Cinque anni fa, poco prima dell’inizio della pandemia, mentre visitavo la sede di Palermo del Banco Farmaceutico, fui invitato a partecipare ad una colazione speciale. È accaduto di nuovo all’inizio di maggio di quest’anno, alla fine di un tour di presentazione del libro dedicato al grande missionario comboniano Pietro Tiboni a Ragusa, Siracusa, Messina, Giarre, Palermo ed Alcamo.
Arrivati a Palermo, Giuseppe ed io siamo stati invitati alla colazione di “quelli del sabato”. Da 18 anni, con una costanza che lascia stupiti, alcuni amici si trovano il sabato mattina alla Messa in cattedrale. Poi l’inizio della giornata viene accompagnato dalle prelibatezze del famoso “cibo di strada” palermitano. Attratti da cannoli, brioches e granite, abbiamo ceduto ad un iris ripieno di ricotta e scaglie di cioccolato. A Palermo può succedere di tutto, sia di scoprire un gruppo di amici che gioiscono della cucina della loro terra e insieme leggono a colazione un libro che nutre l’anima, sia di essere sfiorati da un cavallo imbizzarrito che sfreccia per la piazza della Cattedrale (fatto realmente accaduto!).
Il gruppo nasce attorno all’esperienza del Baglio, l’opificio artigianale di Calogero Zuppardo, dove grazie ad una rete di 200 artisti si realizzano splendide vetrate e altre opere di grande pregio.
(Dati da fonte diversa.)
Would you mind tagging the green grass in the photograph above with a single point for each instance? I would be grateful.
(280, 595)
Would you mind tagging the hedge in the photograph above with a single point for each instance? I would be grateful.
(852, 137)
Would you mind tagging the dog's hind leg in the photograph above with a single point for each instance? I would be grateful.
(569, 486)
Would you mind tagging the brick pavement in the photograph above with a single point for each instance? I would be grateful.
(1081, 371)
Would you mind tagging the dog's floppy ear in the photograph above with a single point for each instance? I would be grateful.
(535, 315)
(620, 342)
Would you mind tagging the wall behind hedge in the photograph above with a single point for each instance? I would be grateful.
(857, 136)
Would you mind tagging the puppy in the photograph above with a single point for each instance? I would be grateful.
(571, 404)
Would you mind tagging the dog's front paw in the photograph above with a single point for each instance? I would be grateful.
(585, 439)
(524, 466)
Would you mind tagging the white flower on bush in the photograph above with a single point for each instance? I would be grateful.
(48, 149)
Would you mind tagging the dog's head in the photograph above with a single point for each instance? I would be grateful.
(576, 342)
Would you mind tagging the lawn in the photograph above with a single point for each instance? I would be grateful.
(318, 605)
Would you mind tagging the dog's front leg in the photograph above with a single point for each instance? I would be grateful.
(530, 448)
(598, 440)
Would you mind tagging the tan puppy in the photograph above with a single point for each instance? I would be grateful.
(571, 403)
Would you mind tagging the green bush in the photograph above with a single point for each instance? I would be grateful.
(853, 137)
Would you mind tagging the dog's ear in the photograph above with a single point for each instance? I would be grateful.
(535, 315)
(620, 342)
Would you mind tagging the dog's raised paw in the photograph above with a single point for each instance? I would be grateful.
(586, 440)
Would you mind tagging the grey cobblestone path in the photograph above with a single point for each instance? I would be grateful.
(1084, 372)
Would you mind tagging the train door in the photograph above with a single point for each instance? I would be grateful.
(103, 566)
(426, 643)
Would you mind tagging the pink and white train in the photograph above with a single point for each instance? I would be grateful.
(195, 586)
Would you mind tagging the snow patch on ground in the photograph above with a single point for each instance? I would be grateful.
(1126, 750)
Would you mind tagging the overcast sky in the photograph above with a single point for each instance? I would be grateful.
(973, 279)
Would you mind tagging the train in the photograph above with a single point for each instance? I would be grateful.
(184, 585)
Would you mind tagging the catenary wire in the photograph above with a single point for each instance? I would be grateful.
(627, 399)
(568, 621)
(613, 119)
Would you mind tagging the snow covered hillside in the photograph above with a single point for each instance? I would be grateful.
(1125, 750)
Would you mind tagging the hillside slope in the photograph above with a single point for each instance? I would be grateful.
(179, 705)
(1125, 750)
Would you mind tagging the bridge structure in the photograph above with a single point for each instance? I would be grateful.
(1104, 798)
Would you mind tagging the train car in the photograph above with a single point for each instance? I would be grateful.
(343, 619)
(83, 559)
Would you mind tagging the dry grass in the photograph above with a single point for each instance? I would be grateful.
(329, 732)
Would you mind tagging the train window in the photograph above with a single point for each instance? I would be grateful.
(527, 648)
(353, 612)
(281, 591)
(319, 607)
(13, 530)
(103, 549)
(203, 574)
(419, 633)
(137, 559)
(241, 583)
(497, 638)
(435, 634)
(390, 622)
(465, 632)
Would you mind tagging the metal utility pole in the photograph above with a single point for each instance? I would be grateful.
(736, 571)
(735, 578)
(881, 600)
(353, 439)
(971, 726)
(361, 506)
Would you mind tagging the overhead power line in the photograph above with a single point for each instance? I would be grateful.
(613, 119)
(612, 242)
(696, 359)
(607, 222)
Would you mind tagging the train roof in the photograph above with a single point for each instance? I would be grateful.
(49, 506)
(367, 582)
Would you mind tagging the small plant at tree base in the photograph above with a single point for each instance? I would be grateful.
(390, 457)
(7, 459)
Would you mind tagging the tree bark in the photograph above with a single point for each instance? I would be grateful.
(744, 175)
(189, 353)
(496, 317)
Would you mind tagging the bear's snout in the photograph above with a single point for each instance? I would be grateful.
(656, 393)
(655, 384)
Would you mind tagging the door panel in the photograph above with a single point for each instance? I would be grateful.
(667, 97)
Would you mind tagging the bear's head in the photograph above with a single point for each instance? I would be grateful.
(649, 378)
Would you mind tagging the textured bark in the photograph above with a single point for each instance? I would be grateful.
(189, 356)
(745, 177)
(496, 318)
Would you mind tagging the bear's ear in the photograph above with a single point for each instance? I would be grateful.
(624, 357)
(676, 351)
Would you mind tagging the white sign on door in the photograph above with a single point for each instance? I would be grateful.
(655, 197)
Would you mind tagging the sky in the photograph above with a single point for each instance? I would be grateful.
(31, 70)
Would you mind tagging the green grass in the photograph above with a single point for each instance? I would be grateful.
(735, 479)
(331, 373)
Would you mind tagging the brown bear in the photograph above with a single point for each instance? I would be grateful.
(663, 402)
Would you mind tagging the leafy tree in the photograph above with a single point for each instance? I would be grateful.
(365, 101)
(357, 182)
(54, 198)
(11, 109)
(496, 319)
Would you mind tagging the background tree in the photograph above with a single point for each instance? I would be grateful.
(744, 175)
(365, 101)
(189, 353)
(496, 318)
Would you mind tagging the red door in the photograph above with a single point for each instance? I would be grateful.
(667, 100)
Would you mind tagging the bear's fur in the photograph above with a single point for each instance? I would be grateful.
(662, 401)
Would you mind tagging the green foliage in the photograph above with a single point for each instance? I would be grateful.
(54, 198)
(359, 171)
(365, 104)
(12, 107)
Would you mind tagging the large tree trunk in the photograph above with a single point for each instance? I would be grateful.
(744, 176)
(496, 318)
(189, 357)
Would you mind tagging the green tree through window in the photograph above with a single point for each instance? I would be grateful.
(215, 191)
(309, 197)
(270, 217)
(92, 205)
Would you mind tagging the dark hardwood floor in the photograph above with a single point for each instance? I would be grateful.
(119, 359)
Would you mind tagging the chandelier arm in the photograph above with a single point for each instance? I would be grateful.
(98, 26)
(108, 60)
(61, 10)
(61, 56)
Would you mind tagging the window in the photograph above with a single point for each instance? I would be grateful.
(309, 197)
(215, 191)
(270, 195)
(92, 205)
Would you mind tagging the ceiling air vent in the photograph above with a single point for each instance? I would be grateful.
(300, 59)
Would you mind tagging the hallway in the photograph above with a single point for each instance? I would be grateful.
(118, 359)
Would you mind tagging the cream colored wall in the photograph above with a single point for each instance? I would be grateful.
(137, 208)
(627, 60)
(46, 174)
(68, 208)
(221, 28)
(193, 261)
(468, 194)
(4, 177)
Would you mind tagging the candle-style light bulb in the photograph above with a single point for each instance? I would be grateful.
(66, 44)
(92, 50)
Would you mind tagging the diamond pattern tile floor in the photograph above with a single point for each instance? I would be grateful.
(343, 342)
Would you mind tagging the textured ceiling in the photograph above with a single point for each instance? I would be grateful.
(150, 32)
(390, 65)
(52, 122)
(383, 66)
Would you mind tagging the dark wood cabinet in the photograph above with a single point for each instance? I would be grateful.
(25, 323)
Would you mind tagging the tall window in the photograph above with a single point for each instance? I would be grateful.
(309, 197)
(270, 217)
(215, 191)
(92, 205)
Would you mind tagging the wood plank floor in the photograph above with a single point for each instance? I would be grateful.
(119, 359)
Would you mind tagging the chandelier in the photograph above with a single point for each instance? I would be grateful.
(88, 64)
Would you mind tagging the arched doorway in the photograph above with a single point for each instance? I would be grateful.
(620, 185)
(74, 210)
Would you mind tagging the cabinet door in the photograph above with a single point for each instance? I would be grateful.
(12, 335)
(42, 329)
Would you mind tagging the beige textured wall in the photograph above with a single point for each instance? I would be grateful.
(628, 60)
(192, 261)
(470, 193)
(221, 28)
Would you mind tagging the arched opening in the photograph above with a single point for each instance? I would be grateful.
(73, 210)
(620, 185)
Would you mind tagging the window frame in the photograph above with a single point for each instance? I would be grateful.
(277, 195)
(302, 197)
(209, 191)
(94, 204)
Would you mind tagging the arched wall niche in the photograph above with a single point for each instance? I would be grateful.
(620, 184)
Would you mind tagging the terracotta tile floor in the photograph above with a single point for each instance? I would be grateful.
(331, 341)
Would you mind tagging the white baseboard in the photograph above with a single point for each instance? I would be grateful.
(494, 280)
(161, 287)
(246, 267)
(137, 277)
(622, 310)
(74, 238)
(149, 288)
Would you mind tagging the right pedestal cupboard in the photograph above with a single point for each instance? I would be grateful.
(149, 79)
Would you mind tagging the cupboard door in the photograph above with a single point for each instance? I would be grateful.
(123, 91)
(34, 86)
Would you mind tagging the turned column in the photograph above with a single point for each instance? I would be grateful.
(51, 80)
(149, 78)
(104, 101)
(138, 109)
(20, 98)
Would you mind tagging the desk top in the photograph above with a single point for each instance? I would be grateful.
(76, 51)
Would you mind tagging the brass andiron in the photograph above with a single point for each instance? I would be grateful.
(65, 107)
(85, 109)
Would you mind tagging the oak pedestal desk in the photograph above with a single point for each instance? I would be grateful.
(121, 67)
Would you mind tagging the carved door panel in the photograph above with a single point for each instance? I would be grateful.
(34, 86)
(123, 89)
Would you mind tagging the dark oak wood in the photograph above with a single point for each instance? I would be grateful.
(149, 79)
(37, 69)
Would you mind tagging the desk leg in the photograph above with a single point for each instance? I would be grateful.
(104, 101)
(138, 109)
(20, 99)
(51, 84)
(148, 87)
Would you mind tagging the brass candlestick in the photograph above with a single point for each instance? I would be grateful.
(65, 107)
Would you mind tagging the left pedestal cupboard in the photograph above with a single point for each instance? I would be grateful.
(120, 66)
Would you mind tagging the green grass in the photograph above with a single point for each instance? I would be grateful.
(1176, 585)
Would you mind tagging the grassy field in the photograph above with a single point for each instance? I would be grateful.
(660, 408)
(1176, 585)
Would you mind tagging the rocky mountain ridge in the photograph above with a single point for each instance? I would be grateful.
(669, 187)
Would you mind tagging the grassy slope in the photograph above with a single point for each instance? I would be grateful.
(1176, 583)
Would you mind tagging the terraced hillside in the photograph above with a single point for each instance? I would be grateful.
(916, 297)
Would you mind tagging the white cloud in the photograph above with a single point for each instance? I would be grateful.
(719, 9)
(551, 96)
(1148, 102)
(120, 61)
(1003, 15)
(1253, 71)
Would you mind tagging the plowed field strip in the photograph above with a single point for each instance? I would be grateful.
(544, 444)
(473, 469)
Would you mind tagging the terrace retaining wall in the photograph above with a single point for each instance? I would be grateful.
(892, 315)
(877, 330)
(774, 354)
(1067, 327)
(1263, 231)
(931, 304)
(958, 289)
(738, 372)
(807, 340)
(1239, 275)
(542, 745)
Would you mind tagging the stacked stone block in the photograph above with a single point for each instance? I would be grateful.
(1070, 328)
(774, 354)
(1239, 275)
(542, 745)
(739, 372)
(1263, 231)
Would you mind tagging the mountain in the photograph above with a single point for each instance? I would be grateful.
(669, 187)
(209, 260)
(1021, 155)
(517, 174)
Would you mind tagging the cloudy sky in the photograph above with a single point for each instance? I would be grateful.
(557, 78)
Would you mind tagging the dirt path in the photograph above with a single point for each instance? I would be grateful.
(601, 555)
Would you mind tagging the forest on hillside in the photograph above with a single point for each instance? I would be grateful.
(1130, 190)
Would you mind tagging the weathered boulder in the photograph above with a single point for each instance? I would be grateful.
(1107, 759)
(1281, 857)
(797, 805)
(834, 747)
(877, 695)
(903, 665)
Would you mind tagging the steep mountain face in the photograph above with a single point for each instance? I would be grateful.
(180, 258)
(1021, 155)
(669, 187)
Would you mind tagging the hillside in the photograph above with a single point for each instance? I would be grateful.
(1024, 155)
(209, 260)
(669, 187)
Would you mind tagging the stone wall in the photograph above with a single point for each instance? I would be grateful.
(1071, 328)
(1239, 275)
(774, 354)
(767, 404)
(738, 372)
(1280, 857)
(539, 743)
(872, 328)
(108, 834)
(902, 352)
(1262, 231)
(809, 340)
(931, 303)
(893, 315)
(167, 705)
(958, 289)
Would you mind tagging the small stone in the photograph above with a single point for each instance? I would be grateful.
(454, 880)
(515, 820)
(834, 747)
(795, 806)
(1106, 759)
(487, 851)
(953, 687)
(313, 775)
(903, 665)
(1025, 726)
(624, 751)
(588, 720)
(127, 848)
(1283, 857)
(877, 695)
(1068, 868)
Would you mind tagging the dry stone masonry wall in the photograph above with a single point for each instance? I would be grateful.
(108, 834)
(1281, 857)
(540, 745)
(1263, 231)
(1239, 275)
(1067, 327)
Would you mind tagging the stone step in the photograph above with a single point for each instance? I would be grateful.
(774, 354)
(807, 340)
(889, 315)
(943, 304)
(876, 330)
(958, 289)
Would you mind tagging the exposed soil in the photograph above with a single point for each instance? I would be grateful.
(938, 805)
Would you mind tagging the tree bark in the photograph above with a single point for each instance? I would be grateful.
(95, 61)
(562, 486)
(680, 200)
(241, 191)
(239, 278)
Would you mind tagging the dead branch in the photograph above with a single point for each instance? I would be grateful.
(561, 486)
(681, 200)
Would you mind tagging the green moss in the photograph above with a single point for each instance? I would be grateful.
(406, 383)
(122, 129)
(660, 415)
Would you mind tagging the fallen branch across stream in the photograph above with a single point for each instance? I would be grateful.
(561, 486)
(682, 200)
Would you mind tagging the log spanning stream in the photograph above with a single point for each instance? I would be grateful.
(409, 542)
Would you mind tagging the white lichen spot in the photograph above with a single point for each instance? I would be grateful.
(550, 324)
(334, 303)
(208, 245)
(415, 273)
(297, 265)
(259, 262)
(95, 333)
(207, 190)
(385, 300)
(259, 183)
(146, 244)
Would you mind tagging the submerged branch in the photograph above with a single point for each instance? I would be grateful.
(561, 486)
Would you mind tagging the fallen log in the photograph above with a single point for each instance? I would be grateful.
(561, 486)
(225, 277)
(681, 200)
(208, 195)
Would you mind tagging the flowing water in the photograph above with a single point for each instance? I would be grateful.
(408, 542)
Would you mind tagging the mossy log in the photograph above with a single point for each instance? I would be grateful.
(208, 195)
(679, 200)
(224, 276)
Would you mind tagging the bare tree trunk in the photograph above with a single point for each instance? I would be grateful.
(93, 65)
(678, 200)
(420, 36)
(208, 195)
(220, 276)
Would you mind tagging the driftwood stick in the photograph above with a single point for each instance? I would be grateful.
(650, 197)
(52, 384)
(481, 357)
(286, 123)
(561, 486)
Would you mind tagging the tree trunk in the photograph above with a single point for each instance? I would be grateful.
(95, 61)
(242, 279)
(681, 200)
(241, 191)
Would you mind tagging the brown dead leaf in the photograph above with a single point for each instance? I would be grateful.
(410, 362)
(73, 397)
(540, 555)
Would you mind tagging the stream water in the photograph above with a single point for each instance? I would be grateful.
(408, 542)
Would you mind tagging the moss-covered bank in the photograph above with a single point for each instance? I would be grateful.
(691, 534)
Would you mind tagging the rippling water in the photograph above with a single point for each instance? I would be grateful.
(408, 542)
L’ultima tappa del tour “Tiboni in Sicilia” è stata a ad Alcamo. Abbiamo approfittato per visitare il Belice, teatro nel 1968 di un tremendo terremoto di cui rimangono i monumenti della memoria, come il “Cretto” di Alberto Burri, le rovine cementificate di Gibellina a ricordo silenzioso della tragedia. A Santa Margherita del Belice, famosa anche per il Palazzo del Gattopardo, abbiamo ammirato nella nuova chiesa del Santissimo Rosario – che ha sostituito la Chiesa Madre distrutta dal terremoto ed ora museo della memoria – le splendide vetrate che ravvivano luminose il tempio cristiano, quale segno di speranza. Opere realizzate nel laboratorio del Baglio dal compianto Americo Mazzotta, famoso per le vetrate della chiesa di San Giuseppe Lavoratore ad Auschwitz, vicino al campo di sterminio.
Quel gruppo di fronte alla cattedrale di Palermo era anch’esso una vetrata, le cui tessere erano i loro volti lieti e seri, uniti dalla intelaiatura di un’amicizia, che ha accolto il grande artista, la cui arte era “una continua ricerca sul proprio destino”.